Athletic Director Kevin Anderson speaks at the press conference announcing Maryland’s entrance into the Big Ten conference. He announced Tuesday that men’s track and field will continue for another two years prior to the university’s move to the Big Ten.
University officials have promised the move to the Big Ten means more revenue to aid the university’s strained athletic budget, but simply leaving the ACC carries a hefty price tag.
The department shoulders more than $80 million in debt and is grappling with fluctuating ticket revenues and depleted reserve funds — and had to cut seven teams in July to prevent a $4.6 million deficit in fiscal year 2011 — all factors making the prospect of a potential $50 million exit fee more daunting.
But the high debt numbers are “misleading,” said Brian Ullmann, assistant university marketing vice president. The debt load is largely composed of loan repayments dating back to 2006 for renovations to Byrd Stadium, including the $50.8 million Tyser Tower featuring 63 luxury suites and flat-screen TVs.
“It’s not like we’re living under this crushing $80 million debt,” Ullmann said. “The athletic department doesn’t have trouble making their payments.”
The university paid $3 million in debt service last year, a figure that counts for about 5 percent of the athletic budget.
The ACC sued the university to ensure it pays the full exit fee, but university President Wallace Loh has said he will likely work to negotiate a lower fee; Ullmann did not comment on how the university would finance the fee because the lawsuit is ongoing.
Even if the department is forced to take on more debt, the expected payoff from TV contracts with the Big Ten and revenue sharing could help chip away at budget shortfalls and loan repayments. In 2011, most Big Ten members made more than $24 million, compared to the university’s $17 million from the ACC.
The move could ultimately help the department turn deficits into profits, bringing in more recruits and providing the university with national exposure.
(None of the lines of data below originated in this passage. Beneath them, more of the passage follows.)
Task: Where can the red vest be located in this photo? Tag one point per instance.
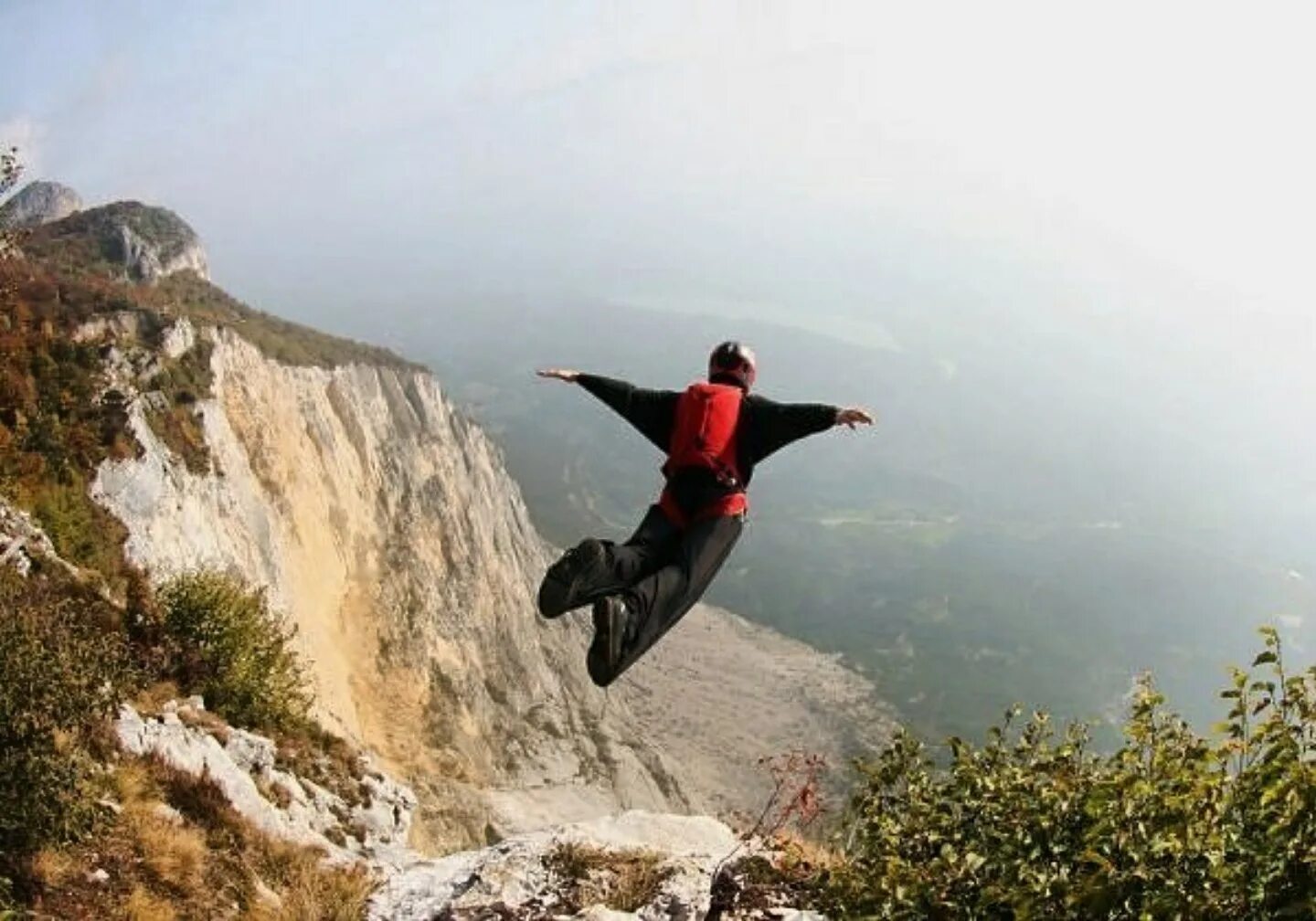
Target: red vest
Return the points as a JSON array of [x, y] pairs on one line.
[[705, 439]]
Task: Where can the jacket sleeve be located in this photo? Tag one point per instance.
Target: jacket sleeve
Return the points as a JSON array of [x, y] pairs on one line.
[[778, 424], [652, 412]]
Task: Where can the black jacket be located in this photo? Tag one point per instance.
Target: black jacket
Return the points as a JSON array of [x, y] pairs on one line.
[[765, 425]]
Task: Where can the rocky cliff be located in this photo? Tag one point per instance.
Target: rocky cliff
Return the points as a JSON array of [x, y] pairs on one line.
[[383, 521], [385, 524], [38, 203]]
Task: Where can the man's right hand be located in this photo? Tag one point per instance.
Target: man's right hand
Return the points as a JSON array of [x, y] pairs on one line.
[[853, 416], [559, 374]]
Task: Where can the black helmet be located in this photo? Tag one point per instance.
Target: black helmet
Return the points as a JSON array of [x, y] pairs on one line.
[[736, 361]]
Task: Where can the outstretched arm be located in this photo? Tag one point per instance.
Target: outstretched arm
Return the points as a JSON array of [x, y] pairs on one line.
[[780, 424], [652, 412]]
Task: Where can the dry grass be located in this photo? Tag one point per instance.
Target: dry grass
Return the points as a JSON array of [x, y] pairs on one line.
[[313, 891], [624, 881], [141, 905], [174, 854], [51, 867], [212, 863], [152, 700]]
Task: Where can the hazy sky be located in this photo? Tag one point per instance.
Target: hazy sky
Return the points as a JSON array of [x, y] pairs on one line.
[[1132, 161]]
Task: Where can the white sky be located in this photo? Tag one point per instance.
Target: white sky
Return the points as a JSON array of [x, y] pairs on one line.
[[738, 154]]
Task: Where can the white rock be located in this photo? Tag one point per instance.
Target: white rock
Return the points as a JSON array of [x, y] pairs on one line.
[[236, 768], [512, 872]]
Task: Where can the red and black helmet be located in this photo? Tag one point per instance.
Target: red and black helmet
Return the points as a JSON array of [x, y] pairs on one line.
[[736, 361]]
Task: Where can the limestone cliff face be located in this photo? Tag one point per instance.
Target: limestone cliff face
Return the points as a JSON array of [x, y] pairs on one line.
[[385, 524], [38, 203]]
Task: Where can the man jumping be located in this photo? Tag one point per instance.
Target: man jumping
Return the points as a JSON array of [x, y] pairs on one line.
[[712, 433]]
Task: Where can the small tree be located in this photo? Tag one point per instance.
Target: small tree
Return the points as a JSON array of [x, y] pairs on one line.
[[1034, 825], [229, 646]]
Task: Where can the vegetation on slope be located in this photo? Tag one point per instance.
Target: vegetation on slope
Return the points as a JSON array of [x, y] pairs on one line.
[[71, 250], [70, 804], [56, 428], [1035, 825]]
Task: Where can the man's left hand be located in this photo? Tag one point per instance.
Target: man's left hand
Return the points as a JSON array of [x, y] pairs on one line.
[[853, 416]]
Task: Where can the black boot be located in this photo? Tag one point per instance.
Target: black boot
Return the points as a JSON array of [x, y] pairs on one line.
[[610, 624], [561, 589]]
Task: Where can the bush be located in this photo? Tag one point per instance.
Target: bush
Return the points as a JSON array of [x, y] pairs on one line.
[[232, 649], [63, 664], [1034, 825]]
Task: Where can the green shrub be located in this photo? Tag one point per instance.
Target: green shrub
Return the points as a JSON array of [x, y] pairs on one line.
[[63, 664], [232, 649], [1034, 825]]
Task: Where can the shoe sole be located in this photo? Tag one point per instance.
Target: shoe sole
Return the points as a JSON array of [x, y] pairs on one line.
[[604, 651], [562, 580]]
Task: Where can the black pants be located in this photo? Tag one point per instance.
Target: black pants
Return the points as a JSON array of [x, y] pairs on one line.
[[660, 573]]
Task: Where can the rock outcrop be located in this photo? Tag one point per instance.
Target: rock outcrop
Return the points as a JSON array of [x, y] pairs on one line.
[[655, 866], [385, 524], [373, 827], [21, 538], [38, 203]]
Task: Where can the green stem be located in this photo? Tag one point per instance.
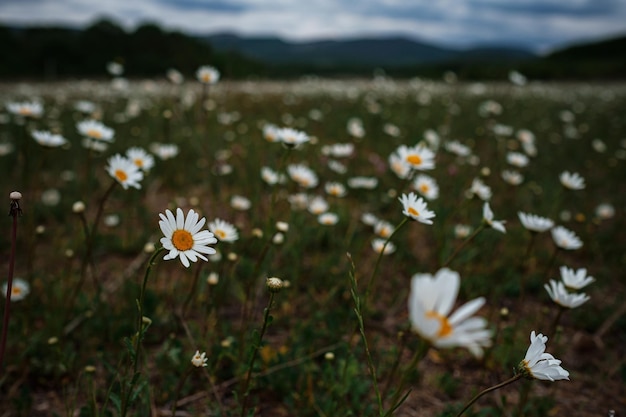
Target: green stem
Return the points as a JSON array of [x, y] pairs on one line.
[[488, 390]]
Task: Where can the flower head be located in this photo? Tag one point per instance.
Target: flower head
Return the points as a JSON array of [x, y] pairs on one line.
[[416, 208], [535, 223], [430, 303], [223, 231], [537, 364], [124, 171], [199, 360], [488, 218], [575, 279], [562, 297], [183, 237], [566, 239]]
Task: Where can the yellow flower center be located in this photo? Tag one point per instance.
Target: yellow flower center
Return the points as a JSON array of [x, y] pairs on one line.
[[445, 328], [414, 159], [121, 175], [182, 240], [94, 133]]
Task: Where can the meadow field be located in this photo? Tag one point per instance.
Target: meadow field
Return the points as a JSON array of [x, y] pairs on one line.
[[356, 248]]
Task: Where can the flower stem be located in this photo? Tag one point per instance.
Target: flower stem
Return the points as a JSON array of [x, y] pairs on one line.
[[14, 212], [488, 390]]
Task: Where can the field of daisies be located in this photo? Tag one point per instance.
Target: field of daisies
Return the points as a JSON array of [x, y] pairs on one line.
[[201, 247]]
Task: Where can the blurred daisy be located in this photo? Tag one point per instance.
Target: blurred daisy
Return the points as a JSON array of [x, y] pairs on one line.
[[416, 208], [512, 177], [431, 300], [417, 157], [183, 237], [25, 109], [565, 239], [335, 189], [535, 223], [19, 289], [141, 158], [207, 74], [573, 181], [538, 364], [93, 129], [45, 138], [575, 279], [239, 202], [223, 231], [124, 171], [556, 290], [426, 186], [488, 218], [303, 175], [379, 244], [328, 219]]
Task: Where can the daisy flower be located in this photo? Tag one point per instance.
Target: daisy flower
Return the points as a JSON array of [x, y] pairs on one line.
[[535, 223], [93, 129], [575, 279], [426, 186], [19, 289], [538, 364], [199, 360], [573, 180], [223, 231], [183, 237], [566, 239], [124, 171], [45, 138], [488, 218], [431, 300], [416, 208], [418, 157], [141, 158], [207, 74], [556, 290]]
“Going into the Big Ten, I believe, is the right thing,” said finance professor David Kass. “I think that the stature in Maryland would go up dramatically.”
Even if officials negotiate the fee down, the fine will likely be at least $20 million, said sports lawyer Bradley Shear. And if it’s any higher, it will be the largest exit fee any school has ever paid. West Virginia paid $20 million to leave the Big East for the Big 12, but it allowed them to leave the conference immediately. And a fine that large would be difficult for any school to pay, said Lisa Rudd, Virginia Tech’s financial affairs assistant athletic director.
“I honestly thought that’s enough to keep everybody from leaving because certainly nobody can fund that amount,” she said.
Virginia Tech left the Big East in 2005 for the ACC, but only paid a $1 million exit fee. Rudd said by Virginia state law, the university’s athletic department is required to sit on reserves — and it would dip into that fund, ramp up fundraising efforts or use its current revenue stream to make up-front payments. However, the ACC exit fee is a much steeper expense.
“Even when we fundraise for a project, that takes years to raise,” Rudd said. “I honestly don’t know how we would come up with those resources at one time.”
The university is estimated to make nearly $100 million more than it would have in the ACC by 2020 in the new conference, which would be a welcome boost in the context of the university’s dried up reserve account and recent $1.2 million shortfall.
“There’s good debt and there’s bad debt in any business, as long as the debt that the department is taking on is debt that fits into their long-term goals,” said Dan McIver, associate athletic director at the University of Wisconsin-Green Bay, who manages that department’s finances. “As long as there’s also a financing plan to pay down the debt over time.”